3 Het geding in cassatie
3.1 De belanghebbende heeft tijdig en regelmatig cassatieberoep ingesteld. De Staatssecretaris heeft zich verweerd. De belanghebbende heeft gerepliceerd; de Staatssecretaris heeft uw griffie op 21 mei 2025 bericht dat hij afziet van dupliek.

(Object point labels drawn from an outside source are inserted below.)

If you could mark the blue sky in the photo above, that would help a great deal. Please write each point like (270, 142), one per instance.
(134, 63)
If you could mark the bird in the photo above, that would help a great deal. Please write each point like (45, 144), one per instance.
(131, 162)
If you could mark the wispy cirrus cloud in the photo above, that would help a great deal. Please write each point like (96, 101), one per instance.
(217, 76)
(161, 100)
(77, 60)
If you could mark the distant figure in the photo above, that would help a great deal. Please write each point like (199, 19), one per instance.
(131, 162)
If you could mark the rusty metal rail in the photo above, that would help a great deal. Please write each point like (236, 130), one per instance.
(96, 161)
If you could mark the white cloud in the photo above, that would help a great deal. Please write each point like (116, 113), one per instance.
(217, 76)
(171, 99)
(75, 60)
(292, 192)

3.2 De belanghebbende draagt vijf cassatiemiddelen voor: het Hof heeft ten onrechte geoordeeld:
- (r.o. 4.1) dat de licentievergoedingen grotendeels verkapte winstuitdelingen aan de belanghebbende zijn. De onderdelen (a) en (b) van dit middel luiden gelijk aan de onderdelen (a) en (b) van het middel van de BV in zaak 24/04371 (U ziet nader onderdeel 3.2 van mijn conclusie van vandaag in die zaak):
(a) uit de Renpaarden- en Bentley-arresten (BNB 2002/290 en BNB 2008/139) volgt dat getoetst moet worden of de kosten (i) samenhangen met de persoonlijke bijzondere interesse van de aandeelhouder en (ii) in een wanverhouding staan tot het bedrag dat een redelijk handelende ondernemer zou hebben besteed. Het Hof heeft verzuimd aan criterium (i) te toetsen en van gelieerdheid is niet gebleken. HR BNB 1995/15 (tour operator) is bovendien achterhaald door HR BNB 2002/290, dat expliciet zegt dat uitgaven van een vennootschap slechts dan onzakelijk zijn indien en voor zover zij strekken tot bevrediging van persoonlijke aandeelhoudersbehoeften. Ook het wanverhouding-oordeel acht de belanghebbende overigens onjuist omdat niet onderzocht is wat een redelijk handelend ondernemer zou hebben besteed, noch welk nut de licentievergoedingen hadden voor de onderneming.
(b) het is aan de ondernemer om te bepalen hoe hij zijn onderneming drijft en welke uitgaven nodig zijn (HR BNB 1998/159). Het Hof heeft de uitgaven als te hoog beoordeeld zonder te onderzoeken ofwel of de belanghebbende en [C] gelieerd zijn, ofwel of de uitgaven strekken tot bevrediging van de persoonlijke behoeftebevrediging van aandeelhouders. ‘s Hofs juridische maatstaf is onduidelijk; die kan niet HR BNB 1995/16 zijn omdat vaststaat dat wel degelijk een tegenprestatie is geleverd. De Cessna-arresten (BNB 1983/202 en BNB 2002/210) eisen een toets of geen redelijk denkend ondernemer de licentievergoedingen met het oog op zakelijke belangen van de onderneming zou hebben betaald; die toets heeft het Hof niet uitgevoerd en zijn oordeel dat 10% van de omzet wél zakelijk zou zijn, is dus onbegrijpelijk, althans ongemotiveerd. Zijn eerdere uitspraak over 2007 is niet relevant omdat in die zaak de bewijslast was omgekeerd.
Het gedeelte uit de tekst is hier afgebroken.